Across the spectrum of mobile
advertising, smartphones handily beat out tablets and in-app advertising outpaced the mobile Web in impression volume in the first half of 2014, according to mobile ad firm Medialets' Mobile
& Tablet Advertising Benchmarks report.
The vast majority (88.3%) of mobile ads served from January through June, 2014 were served to handsets, with the remaining 11.7% begin served to
tablets. In-app inventory accounted for 58.2% of all ads, while the mobile Web made up 41.8% of impressions.
For its Mobile & Tablet Advertising Benchmarks report, the company analyzed
over 300 billion mobile ad impressions from January 1 through June 30, 2014. A company representative said it’s “all mostly programmatic traffic … analyzed from publishers,
networks, DSPs and exchanges.”
While smartphones have a big head start, the data suggests that, looking ahead, tablets will command more attention. The click-through rate on tablets
was 0.59%. While that is a meager number on its own, it’s 44% higher than the click-through rate on handsets (0.41%).

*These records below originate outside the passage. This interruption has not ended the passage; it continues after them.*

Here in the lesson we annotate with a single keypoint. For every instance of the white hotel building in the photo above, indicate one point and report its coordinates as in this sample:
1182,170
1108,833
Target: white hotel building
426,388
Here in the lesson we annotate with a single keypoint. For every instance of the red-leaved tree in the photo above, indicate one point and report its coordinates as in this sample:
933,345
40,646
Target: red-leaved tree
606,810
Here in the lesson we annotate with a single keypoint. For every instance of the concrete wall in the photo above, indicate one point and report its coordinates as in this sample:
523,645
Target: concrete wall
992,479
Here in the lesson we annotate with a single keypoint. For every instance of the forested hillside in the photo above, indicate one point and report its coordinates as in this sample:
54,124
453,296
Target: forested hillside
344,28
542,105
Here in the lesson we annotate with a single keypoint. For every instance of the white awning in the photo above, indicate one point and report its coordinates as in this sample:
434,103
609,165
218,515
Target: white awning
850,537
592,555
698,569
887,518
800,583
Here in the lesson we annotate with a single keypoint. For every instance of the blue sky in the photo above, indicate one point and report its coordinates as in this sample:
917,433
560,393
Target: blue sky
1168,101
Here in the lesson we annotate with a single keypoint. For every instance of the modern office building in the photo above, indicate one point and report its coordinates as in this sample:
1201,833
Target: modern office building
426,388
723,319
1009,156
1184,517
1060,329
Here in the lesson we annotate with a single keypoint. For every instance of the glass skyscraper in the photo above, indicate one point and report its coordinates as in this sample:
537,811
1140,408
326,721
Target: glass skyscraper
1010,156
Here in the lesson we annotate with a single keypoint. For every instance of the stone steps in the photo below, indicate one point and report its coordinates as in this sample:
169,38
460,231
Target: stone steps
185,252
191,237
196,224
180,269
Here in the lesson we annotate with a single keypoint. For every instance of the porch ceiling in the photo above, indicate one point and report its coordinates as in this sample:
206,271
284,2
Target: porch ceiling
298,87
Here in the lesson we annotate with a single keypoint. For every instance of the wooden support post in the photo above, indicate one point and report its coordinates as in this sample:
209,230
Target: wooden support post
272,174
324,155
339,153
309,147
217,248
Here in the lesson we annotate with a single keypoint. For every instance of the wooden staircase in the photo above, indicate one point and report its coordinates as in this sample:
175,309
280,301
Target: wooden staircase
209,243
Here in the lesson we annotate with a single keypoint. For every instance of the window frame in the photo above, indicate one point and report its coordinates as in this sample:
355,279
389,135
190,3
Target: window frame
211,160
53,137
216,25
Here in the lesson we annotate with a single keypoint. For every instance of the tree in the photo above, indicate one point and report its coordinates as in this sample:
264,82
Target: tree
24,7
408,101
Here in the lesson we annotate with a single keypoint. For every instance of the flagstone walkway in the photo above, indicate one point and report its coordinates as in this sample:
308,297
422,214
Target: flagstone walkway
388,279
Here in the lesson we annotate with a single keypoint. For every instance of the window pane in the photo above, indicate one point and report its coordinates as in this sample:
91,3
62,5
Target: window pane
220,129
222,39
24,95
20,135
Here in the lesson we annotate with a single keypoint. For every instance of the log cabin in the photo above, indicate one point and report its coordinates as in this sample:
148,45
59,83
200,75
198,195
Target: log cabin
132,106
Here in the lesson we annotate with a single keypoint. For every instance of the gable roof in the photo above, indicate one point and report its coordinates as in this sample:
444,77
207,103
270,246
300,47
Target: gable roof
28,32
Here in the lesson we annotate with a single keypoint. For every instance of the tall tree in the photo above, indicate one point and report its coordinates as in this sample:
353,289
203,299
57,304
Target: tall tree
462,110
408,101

Going deeper, in-app advertising is set to become even more of a
focus for advertisers. The click-through rate for in-app ads was 0.56%, compared to just 0.23% for the mobile Web.
Retail accounted for 37.9% of all mobile impressions over the first half of
the year -- data that is in line with a recent Smaato report that says retail is
now the number one vertical when it comes to spend in mobile RTB.
Combined, networks and exchanges accounted for less than one-fourth (22.4%) of all impressions. The full breakdown: Network
(48.3%), publishers (29.3%), DSPs (18%) and exchanges (4.4%).
However, ad exchanges and DSPs are the two fastest-growing mobile inventory sources -- and it’s not even close. Networks saw
their inventory growth increase by 84.9% from Q1 to Q2, 2014, while publishers saw 71.7% growth. On the other hand, exchanges saw over 500% growth quarter-over-quarter, and DSPs saw 455.6% growth.
The click-through rates from exchanges (0.11%) and DSPs (0.30%), however, are abysmal. Networks (0.60%) and publishers (0.47%) still boast significantly better click rates.